May
2005, Issue 178
Network
GPIB Controller
The
GPIB protocol enables you to connect various pieces
of test equipment. This team built a low-cost eZ80F91-based
network GPIB controller for controlling equipment
over Ethernet.
by
Ron Battles, Patrick Jackson, & Scott Shumate
Test
equipment such as oscilloscopes, power supplies, and
signal generators is often used in manufacturing and
compliance applications that require you to control
and automate its behavior. Back in the 1960s, Hewlett-Packard
recognized this requirement and invented a generic bus
protocol that allows you to connect and control test
equipment. Today the protocol is called the general-purpose
interface bus (GPIB), although it’s also known as IEEE
488.1.
GPIB
is a multipoint, 8-bit parallel bus that uses a three-wire
handshake to acknowledge each data byte. The bus is
organized in a master-slave arrangement in which at
least one controller is responsible for directing bus
communication and a number of talkers that send data
and listeners that receive data. Every device on the
bus can serve any combination of these three roles.

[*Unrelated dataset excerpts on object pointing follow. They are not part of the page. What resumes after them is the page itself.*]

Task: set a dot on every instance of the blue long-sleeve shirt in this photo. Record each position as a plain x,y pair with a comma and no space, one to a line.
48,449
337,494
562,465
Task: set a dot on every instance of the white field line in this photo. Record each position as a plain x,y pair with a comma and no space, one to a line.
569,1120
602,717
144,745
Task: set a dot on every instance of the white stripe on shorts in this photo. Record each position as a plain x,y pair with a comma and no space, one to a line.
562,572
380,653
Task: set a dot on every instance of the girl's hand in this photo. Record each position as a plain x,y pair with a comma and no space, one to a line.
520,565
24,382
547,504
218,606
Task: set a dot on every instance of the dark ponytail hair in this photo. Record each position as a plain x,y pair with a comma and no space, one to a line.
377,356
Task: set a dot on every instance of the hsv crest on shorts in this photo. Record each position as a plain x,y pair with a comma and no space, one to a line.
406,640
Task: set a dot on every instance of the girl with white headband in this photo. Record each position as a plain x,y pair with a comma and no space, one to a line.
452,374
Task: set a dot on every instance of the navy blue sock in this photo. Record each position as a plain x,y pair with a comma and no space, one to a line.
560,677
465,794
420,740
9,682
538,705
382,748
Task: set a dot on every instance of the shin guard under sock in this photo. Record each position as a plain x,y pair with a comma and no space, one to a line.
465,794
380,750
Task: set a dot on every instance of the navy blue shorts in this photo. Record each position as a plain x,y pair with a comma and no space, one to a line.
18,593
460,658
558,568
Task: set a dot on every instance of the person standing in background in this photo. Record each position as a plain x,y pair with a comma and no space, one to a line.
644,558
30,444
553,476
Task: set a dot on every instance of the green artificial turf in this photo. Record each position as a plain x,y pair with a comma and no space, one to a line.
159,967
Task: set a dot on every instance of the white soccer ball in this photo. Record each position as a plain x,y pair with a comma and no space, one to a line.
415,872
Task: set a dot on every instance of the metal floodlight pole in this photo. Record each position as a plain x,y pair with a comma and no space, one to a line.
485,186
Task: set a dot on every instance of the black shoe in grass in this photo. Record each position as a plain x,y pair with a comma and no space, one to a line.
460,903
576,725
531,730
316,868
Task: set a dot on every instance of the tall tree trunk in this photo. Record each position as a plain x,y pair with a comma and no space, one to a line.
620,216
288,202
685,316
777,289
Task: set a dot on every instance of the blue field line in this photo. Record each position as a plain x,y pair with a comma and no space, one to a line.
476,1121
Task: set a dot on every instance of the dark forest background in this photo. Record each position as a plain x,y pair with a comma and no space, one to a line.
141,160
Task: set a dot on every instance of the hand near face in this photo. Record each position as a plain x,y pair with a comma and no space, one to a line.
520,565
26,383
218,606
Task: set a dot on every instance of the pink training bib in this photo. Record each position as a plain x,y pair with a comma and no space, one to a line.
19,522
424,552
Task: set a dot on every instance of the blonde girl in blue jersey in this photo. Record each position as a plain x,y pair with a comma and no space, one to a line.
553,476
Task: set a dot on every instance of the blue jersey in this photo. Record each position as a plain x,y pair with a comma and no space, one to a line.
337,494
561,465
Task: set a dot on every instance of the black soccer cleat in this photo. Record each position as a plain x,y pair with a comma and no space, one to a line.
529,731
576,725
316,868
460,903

The bus allows for a total of 15 devices with up to
2 m of separation between them and a maximum bus length
of 20 m. The maximum nominal transfer rate of the bus
is 1 MBps, although there are nonstandard enhancements
that can allow it to operate faster.
GPIB,
which is supported on a large percentage of test equipment,
has proven to be an extremely popular protocol. But
the rise of the Internet has made network-enabled electronics
all the rage. This reality has also affected the test
equipment industry.
A
lot of test equipment now includes built-in Ethernet
interfaces with embedded web servers and other network
control interfaces in addition to (or completely replacing)
the GPIB interface. The main advantages of network-enabled
control are that the cabling costs are much lower and
there aren’t inherent distance limitations.
In
addition, embedding a web server or client application
allows you to control the equipment with any PC that
has a web browser. You don’t have to install the client
software first.
A
few devices enable you to control equipment with only
a GPIB interface over an Ethernet connection. These
devices suffer from two major drawbacks. First, they’re
unnecessarily expensive, which can put them out of reach
for many designers and small companies. Second, they
don’t embed the client application for controlling the
GPIB equipment, so you must install software on each
PC. We designed a network GPIB controller that solves
both of these problems. Our low-cost solution makes
it easy to embed client applications.